The study states that the apes drowned, were buried under landslides, or were struck by collapsing trees as entire hillsides gave way. Professor Erik Meijaard of Borneo Futures in Brunei, one of the study's authors, initially told the BBC in December that the cyclone probably killed around 35 apes. The fuller analysis turned out to be nearly double that. Reviewing photographs of a dead orangutan, Meijaard described how even these famously powerful animals are left helpless when a forested slope crashes down on them.

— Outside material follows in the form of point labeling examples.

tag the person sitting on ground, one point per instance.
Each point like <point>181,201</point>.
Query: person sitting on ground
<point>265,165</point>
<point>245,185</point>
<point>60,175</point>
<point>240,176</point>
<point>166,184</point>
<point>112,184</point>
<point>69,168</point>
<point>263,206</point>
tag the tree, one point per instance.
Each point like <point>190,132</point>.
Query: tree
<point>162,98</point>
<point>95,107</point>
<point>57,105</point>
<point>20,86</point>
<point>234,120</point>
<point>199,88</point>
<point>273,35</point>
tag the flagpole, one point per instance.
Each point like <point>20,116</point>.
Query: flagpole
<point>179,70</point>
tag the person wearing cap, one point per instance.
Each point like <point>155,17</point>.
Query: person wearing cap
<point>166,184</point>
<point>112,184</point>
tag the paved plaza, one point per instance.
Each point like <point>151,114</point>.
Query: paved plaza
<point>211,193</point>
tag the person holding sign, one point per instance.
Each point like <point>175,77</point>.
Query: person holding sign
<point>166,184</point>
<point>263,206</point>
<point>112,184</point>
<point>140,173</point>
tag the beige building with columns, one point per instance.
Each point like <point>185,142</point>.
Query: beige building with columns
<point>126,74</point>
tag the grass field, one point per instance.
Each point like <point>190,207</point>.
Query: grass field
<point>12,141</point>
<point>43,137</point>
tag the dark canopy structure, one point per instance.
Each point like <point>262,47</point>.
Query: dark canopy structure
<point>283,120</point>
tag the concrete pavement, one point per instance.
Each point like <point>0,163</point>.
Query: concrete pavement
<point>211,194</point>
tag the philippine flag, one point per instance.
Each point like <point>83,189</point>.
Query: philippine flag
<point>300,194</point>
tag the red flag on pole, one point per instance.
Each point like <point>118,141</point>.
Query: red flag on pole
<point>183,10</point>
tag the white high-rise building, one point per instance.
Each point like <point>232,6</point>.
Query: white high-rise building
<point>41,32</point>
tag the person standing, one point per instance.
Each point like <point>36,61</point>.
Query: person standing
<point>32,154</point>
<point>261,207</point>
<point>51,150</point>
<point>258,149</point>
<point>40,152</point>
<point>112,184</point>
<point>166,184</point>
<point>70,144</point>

The human cost was also immense. Cyclone Senyar killed more than 1,000 people, making it Southeast Asia's deadliest natural disaster of 2025. Humanitarian workers were among the first to sense the impact on wildlife. One of them, Deckey Chandra, told the BBC that a spot where the apes once gathered to eat fruit "now seems to have become their graveyard."

The Maths Is Frightening

Studies show the Tapanuli orangutan is in real danger of extinction if it loses even 1% of its population annually. This single storm wiped out 58 individuals at once, about 7% of the entire species and roughly 11% of the orangutans living in the affected area. That loss is many times greater than the species can withstand, and researchers say it is simply too large for them to recover from.

The team notes that Cyclone Senyar was an unusual storm, but they also attribute its severity to climate change caused by human impact. They warn that such extreme rainfall is likely to occur more frequently. Jatna Supriatna of the University of Indonesia called the deaths "a devastating demographic shock to the world's rarest great ape," as reported by AFP.